This puzzle goes a step further from the previous one.
You have eight bags, each of them containing 48 coins. Five of those bags contain only true coins, the rest of them contain fake coins. A fake coin weighs 1 gram less than a real coin. You have an accurate scale, with the precision of up to 1 gram.
Weighing only once and using the minimum number of coins, how can you find the bags containing the fake coins?
Similar to the former brain teaser.
I take out 0 (no coin from the first bag), 1 (one coin from the second bag etc.), 2, 4, 7, 13, 24, 44 coins (from the last 8th bag). Each triple is unique enabling an easy way to identify the bags with fake coins (using only 95 coins).
One of twelve tennis balls is a bit lighter or heavier (you do not know which) than the others. How would you identify this odd ball if you could use an old two-pan balance scale only 3 times?
You can only balance one set of balls against another, so no reference weights and no weight measurements.
It is enough to use the pair of scales just 3 times.

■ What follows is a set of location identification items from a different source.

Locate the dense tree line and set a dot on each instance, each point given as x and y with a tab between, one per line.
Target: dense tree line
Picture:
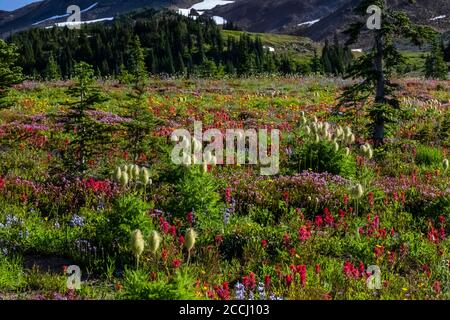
336	58
172	44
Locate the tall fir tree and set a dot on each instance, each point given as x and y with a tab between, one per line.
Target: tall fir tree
89	138
140	127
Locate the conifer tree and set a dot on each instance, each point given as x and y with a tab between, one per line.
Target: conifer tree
377	66
89	137
316	64
52	72
10	73
142	122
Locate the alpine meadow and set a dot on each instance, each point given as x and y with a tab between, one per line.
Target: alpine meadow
225	150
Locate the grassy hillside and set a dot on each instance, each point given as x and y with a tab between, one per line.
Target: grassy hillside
298	47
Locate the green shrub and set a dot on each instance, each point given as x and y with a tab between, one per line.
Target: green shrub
128	213
12	276
198	192
137	286
428	156
321	157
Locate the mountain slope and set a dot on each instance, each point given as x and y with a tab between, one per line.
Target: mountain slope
48	12
319	19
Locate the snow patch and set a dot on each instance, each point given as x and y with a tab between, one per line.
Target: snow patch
65	15
201	7
438	17
308	23
64	24
271	49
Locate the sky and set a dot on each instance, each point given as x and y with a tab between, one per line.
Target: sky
9	5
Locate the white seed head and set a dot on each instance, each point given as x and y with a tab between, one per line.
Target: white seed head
124	179
358	191
154	241
191	237
347	151
336	147
137	243
117	174
197	145
144	176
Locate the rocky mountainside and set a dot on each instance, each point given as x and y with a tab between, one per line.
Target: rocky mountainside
49	12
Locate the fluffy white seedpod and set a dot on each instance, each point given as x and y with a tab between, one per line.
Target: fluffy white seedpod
191	237
136	171
130	171
124	178
185	143
308	130
117	174
369	153
197	145
144	176
364	148
174	138
186	160
352	139
347	151
348	131
320	126
137	243
154	241
357	191
207	157
304	120
336	147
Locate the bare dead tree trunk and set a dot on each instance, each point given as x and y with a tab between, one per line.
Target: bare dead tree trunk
380	94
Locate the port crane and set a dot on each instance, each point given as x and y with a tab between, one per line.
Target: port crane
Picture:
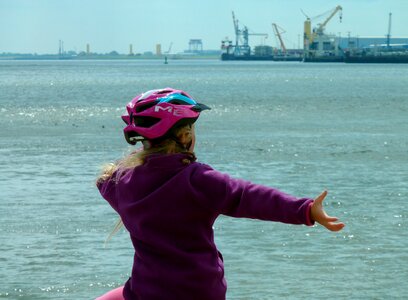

Let's mark the balls using numbers from 1 to 12 and these special symbols:
x? means I know nothing about ball number x;
x< means that this ball is maybe lighter then the others;
x> means that this ball is maybe heavier then the others;
x. means this ball is "normal".
At first, I lay on the left pan balls 1? 2? 3? 4? and on the right pan balls 5? 6? 7? 8?.
If there is equilibrium, then the wrong ball is among balls 9-12. I put 1. 2. 3. on the left and 9? 10? 11? on the right pan. If there is equilibrium, then the wrong ball is number 12 and comparing it with another ball I find out if it is heavier or lighter.
If the left pan is heavier, I know that 12 is normal and 9< 10< 11<. I weigh 9< and 10<.
If they are the same weight, then ball 11 is lighter then all other balls.
If they are not the same weight, then the lighter ball is the one up. If the right pan is heavier, then 9> 10> and 11> and the procedure is similar to the former text.
If the left pan is heavier, then 1> 2> 3> 4>, 5< 6< 7< 8< and 9. 10. 11. 12. Now I lay on the left pan 1> 2> 3> 5< and on the right pan 4> 9. 10. 11.
If there is equilibrium, then the suspicious balls are 6< 7< and 8<. Identifying the wrong one is similar to the former case of 9< 10< 11< If the left pan is lighter, then the wrong ball can be 5< or 4>. I compare for instance 1. and 4>. If they weigh the same, then ball 5 is lighter the all the others. Otherwise ball 4 is heavier (is down).
If the left pan is heavier, then all balls are normal except for 1> 2> and 3>. Identifying the wrong ball among 3 balls was described earlier.
On a Christmas tree there were two blue, two red, and two white balls. All seemed same. However, in each color pair, one ball was heavier. All three lighter balls weighed the same, just like all three heavier balls.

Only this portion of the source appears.